The effects of antiepileptic drugs on cognitive functional magnetic resonance imaging
Review Article

The effects of antiepileptic drugs on cognitive functional magnetic resonance imaging

Guilherme Coco Beltramini, Fernando Cendes, Clarissa Lin Yasuda

Laboratory of Neuroimaging, Department of Neurology, University of Campinas, Campinas, SP, Brazil

Correspondence to: Clarissa Lin Yasuda, MD, PhD. Department of Neurology, Faculty of Medical Sciences, PO Box 6111, University of Campinas (UNICAMP), Campinas, SP, Brazil. Email: cyasuda@ualberta.ca.
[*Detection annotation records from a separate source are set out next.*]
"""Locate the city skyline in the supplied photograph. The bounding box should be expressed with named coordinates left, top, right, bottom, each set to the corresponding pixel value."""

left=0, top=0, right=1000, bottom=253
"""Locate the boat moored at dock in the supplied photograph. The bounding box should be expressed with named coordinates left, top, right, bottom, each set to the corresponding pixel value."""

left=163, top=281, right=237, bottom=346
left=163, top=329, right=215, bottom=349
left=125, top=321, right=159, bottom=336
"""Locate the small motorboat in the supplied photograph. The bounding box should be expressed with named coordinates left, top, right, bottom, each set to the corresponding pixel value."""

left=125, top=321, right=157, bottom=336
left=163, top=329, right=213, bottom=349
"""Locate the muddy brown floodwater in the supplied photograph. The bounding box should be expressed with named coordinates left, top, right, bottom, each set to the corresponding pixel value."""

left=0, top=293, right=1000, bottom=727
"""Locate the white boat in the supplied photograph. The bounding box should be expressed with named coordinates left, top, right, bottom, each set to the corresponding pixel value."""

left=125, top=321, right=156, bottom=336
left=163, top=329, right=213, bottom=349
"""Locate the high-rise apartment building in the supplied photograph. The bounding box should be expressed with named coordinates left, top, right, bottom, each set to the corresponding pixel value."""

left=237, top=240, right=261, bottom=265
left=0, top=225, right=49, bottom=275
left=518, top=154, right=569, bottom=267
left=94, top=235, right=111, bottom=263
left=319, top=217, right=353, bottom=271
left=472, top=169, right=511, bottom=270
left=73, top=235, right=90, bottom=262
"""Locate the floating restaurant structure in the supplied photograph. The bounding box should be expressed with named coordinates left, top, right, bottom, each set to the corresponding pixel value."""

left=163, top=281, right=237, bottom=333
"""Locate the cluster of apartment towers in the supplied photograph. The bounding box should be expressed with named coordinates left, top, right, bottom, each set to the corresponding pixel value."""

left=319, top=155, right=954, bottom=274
Abstract: The cognitive dysfunction caused by antiepileptic drugs (AEDs) has been extensively described, although the mechanisms underlying such collateral effects are still poorly understood. The combination of functional magnetic resonance imaging (fMRI) studies with pharmacological intervention (pharmaco-MRI or ph-MRI) offers the opportunity to investigate the effect of drugs such as AEDs on brain activity, including cognitive tasks. Here we review the studies that investigated the effects of AEDs [topiramate (TPM), lamotrigine (LMT), carbamazepine (CBZ), pregabalin (PGB), valproate (VPA) and levetiracetam (LEV)] on cognitive fMRI tasks. Despite the scarcity of fMRI studies focusing on the impact of AEDs on cognitive task, the results of recent work have provided important information about specific drug-related changes of brain function.

Keywords: Antiepileptic drugs (AEDs); cognitive functional magnetic resonance imaging (fMRI)


Submitted Nov 24, 2014. Accepted for publication Jan 22, 2015.

doi: 10.3978/j.issn.2223-4292.2015.01.04


Introduction

The adverse cognitive effects of antiepileptic drugs (AEDs) are well known and may affect many cognitive and behavioral domains. Usually, these collateral effects have been associated with high dosages and polytherapy (1,2). To investigate the effects of AEDs on brain function (and dysfunction) functional magnetic resonance imaging (fMRI) can be used as a research method given the possibilities to explore the ability of drugs to modify brain networks and circuits (1,3). These fMRI studies are called pharmaco-MRI (ph-MRI) and have been more commonly applied to investigate pharmacological effects and interactions in other central nervous system (CNS) diseases (i.e., depression, anxiety disorders and schizophrenia) rather than in epilepsy.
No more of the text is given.